The stealth approach is definitely viable, but there are so many other ways to play the game properly. Scattered all over the ship are Fabricators, which can be used to unlock and craft a variety of different weapons, such as grenades, drones, guns, melee weapons, and more. Variety is extremely high, and the game promotes the creative use of these tools, making for an extremely rewarding experience.
For a roguelike, The Persistence is extremely accessible. The map for each of the four decks is available right from the start so that players can either decide to explore in search of resources or head straight to the goal.

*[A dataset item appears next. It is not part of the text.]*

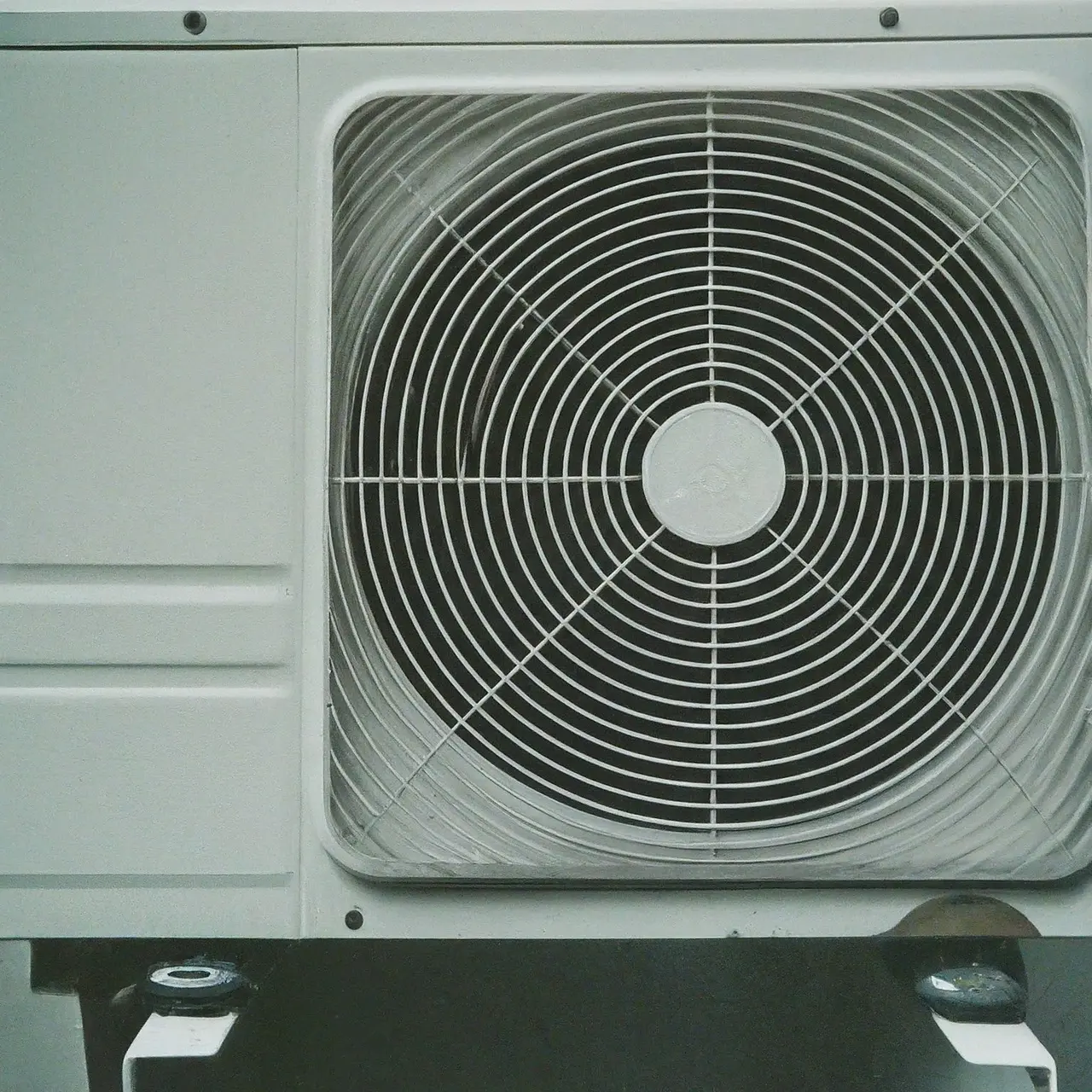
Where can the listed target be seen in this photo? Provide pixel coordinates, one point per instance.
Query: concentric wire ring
(526, 288)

Being procedurally generated, there are times when players will get a particularly difficult layout, but the number of tools provided makes every situation manageable. Those who aren't accustomed to the typical challenge level of roguelikes can also play the game in Assist Mode, which tweaks difficulty by making enemies weaker and so on. Achievements cannot be unlocked by playing in this mode, but it is a very welcome addition that can ease players into the game's mechanics without the whole experience being too frustrating.
The Persistence is a game that does a lot of things well. It has a great atmosphere, an intriguing setting, and a gameplay experience that promotes freedom and rewards creativity. The roguelike elements and the procedurally generated layouts may put off those who prefer a hand-crafted experience, but the game does its very best to be as accessible as possible.
If you're in for a solid experience, regardless of genre, keep an eye out on The Persistence when it launches on May 21st, complete with VR headset support on PC for maximum immersion.